Currently testing the new config on an-test-master1001 and an-test-worker1001, from the first results it looks good.

elukey triaged this task as Medium priority.Apr 19 2021, 7:56 AM

Change 680383 merged by Elukey:

[operations/puppet@production] hadoop: improve default log4j config

https://gerrit.wikimedia.org/r/680383

Verified on an-test-worker1001 that the Yarn NM uses the gzip appender now:

elukey@an-test-worker1001:~$ ls -lht /var/log/hadoop-yarn/*log*
-rw-r--r-- 1 yarn yarn 3.9M Apr 23 09:18 /var/log/hadoop-yarn/yarn-yarn-nodemanager-an-test-worker1001.log
-rw-r--r-- 1 yarn yarn  11M Apr 23 07:04 /var/log/hadoop-yarn/yarn-yarn-nodemanager-an-test-worker1001.log.1.gz  <==== unzipped this is around 257MB
-rw-r--r-- 1 yarn yarn 257M Apr 16 08:21 /var/log/hadoop-yarn/yarn-yarn-nodemanager-an-test-worker1001.log.2
-rw-r--r-- 1 yarn yarn 257M Apr 12 23:52 /var/log/hadoop-yarn/yarn-yarn-nodemanager-an-test-worker1001.log.3
-rw-r--r-- 1 yarn yarn 257M Apr 12 11:37 /var/log/hadoop-yarn/yarn-yarn-nodemanager-an-test-worker1001.log.4

I am going to roll restart a couple of daemons in prod now that the change is rolled out to further test, and then we'll need to roll restart everything to apply properly (the next jvm upgrade will likely be a good occasion).

Mentioned in SAL (#wikimedia-analytics) [2021-04-23T10:30:20Z] <elukey> restart hadoop daemons (NM, DN, JN) on an-worker1080 to further test the new log4j config - T276906

Mentioned in SAL (#wikimedia-analytics) [2021-04-23T14:23:01Z] <elukey> roll restart an-master100[1,2] daemons to pick up new lo4j settings - T276906

I'll keep monitoring the an-master100x nodes and an-worker1080, but we should be good from preliminary results. The complete rollout could be completed, as mentioned above, during the next jvm restart for upgrades.

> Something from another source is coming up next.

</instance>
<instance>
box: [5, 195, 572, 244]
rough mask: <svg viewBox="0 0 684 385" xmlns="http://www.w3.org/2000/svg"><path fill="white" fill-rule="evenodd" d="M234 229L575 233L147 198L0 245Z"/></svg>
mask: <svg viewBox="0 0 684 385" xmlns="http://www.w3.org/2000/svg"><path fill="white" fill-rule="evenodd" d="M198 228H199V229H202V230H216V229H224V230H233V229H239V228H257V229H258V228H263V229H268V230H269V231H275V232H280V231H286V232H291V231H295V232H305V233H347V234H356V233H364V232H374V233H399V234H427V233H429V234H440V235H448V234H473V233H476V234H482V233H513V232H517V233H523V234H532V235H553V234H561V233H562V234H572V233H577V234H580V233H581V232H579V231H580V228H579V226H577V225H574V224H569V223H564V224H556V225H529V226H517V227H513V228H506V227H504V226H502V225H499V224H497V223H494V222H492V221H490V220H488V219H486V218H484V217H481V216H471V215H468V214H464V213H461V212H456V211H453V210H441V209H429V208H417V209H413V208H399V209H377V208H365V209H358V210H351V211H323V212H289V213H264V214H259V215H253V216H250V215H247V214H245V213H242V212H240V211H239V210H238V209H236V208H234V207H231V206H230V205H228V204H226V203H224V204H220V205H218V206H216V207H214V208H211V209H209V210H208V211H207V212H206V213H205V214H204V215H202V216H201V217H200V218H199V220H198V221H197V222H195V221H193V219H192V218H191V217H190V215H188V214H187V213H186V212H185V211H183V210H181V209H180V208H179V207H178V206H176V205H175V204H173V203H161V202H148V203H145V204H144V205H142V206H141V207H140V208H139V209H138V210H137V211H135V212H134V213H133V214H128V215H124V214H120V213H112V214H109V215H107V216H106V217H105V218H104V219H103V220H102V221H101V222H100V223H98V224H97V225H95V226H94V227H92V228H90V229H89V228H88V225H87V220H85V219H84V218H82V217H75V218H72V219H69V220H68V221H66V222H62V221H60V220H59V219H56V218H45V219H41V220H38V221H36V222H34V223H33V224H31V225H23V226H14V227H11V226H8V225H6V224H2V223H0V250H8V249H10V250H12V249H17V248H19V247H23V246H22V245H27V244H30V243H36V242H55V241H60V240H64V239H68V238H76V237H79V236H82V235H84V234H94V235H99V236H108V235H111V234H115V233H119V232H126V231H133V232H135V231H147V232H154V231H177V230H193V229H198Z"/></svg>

Mentioned in SAL (#wikimedia-analytics) [2021-04-26T06:32:18Z] <elukey> roll restart of hadoop-yarn-nodemanagers to pick up new log4j settings - T276906

The last step is to roll restart all hdfs daemons (journal and data nodes), but we can wait for the next openjdk upgrade (that will require a roll restart of all the jvms).